Sus pensamientos la habían llevado desde la puerta de desembarque a la explanada, y miró a su alrededor hasta que localizó la línea de guía (clasificada por colores) que conducía a los tubos de transporte personal. La siguió, sin verse retrasada por equipaje alguno, puesto que no llevaba. Sus escasas pertenencias personales ya habían sido embarcadas esa misma mañana, trasladadas raudamente por auxiliares de las instalaciones del Curso de Tácticas Avanzadas casi sin darle tiempo a empaquetarlas.

Frunció un momento el ceño pensando en ello, mientras llamaba una cápsula tubular. Todas esas prisas para traerla allí parecían fuera de lugar en una armada que prefería hacerlo todo al viejo estilo. Cuando le dieron el mando del Ala de Halcón, lo había, sabido con dos meses de antelación; esta vez había sido literalmente arrancada de la ceremonia de graduación del CTA y llevada a empujones al despacho del, almirante Courvosier sin ningún aviso previo.

La cápsula llegó y Honor entró en ella, todavía reflexionado y frotándose la punta de la nariz. Nimitz se desperezó, apartó la barbilla de encima de su gorra y le mordisqueó la oreja para darle el típico tirón de reprimenda al que recurría en los momentos (por desgracia frecuentes) en los que su compañera se sentía preocupada. Honor chasqueó los dientes con suavidad y alargó el brazo para rascarle la barriga, pero la preocupación no la abandonó, y suspiró exasperada.

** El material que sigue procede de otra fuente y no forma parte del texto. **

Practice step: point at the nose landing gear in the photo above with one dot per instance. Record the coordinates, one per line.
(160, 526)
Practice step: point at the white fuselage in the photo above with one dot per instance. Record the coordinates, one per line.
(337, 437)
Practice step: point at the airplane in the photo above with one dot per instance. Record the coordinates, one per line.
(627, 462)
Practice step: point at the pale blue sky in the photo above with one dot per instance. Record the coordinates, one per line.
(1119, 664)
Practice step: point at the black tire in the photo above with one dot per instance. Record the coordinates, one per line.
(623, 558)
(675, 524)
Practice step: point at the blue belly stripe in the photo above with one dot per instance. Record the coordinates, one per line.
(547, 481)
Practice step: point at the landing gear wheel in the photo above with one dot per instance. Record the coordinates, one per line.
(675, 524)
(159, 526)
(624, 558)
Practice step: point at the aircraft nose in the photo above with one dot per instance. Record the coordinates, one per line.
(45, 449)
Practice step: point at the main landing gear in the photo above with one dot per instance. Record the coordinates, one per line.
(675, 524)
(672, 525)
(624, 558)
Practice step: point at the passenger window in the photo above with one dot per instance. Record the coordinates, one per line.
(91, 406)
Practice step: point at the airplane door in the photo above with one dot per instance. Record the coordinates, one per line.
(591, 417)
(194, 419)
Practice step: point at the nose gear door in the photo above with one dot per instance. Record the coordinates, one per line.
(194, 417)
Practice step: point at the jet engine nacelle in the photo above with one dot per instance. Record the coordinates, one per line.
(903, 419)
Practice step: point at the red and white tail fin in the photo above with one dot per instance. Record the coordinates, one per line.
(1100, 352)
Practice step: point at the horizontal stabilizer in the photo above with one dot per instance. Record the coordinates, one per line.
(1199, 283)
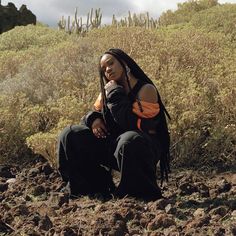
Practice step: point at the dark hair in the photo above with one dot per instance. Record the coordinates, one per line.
(139, 74)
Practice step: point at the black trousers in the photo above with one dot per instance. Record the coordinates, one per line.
(82, 157)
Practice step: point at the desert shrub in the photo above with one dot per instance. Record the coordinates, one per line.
(24, 37)
(185, 11)
(220, 18)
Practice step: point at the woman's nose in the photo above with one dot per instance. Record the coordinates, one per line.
(108, 69)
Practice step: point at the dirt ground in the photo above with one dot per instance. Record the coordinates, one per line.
(195, 204)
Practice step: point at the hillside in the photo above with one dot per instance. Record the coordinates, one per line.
(49, 79)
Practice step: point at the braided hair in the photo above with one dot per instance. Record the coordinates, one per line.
(138, 73)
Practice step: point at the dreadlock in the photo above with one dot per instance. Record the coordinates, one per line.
(138, 73)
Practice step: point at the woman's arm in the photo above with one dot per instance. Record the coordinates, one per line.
(128, 114)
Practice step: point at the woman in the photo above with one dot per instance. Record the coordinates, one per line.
(127, 131)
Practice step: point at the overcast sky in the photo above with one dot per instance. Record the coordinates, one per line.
(50, 11)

Se preguntaba por qué estaba ahora tan segura de que Courvosier la había echado deliberadamente de su despacho con rumbo a su nuevo destino. El almirante era un hombre pequeño, casi un gnomo, de expresiones insulsas y aspecto angelical, con facilidad para crear endemoniados problemas estratégicos, y Honor lo conocía desde hacía años. Fue su instructor de tácticas de cuarto curso en la Academia, y también la persona que reconoció en ella un instinto nato y la que lo pulió hasta que se convirtió en algo que ella pudiera controlar a voluntad, no una cualidad que tan pronto como venía podía irse. Cuándo otros instructores se preocuparon por sus bajas puntuaciones en matemáticas básicas, Courvosier se pasó horas trabajando con ella en privado y, en un sentido muy real, salvó su carrera antes de que hubiera despegado. Pero en esta última ocasión hubo algo casi evasivo en él. Honor sabía que sus felicitaciones y su orgullosa satisfacción eran auténticas, pero no podía desprenderse de la impresión de que también había algo más. Oficialmente, las prisas se debían a la necesidad de llevarla al Hefestos para que pudiera encargarse de las reparaciones de su nueva nave a tiempo para los cercanos ejercicios de la Flota, pero al final resultó qué el NSM Intrépido no era más que un crucero ligero. ¡Parecía sumamente improbable que su ausencia pudiera inclinar la balanza en unas maniobras planificadas para movilizar toda la Flota Territorial!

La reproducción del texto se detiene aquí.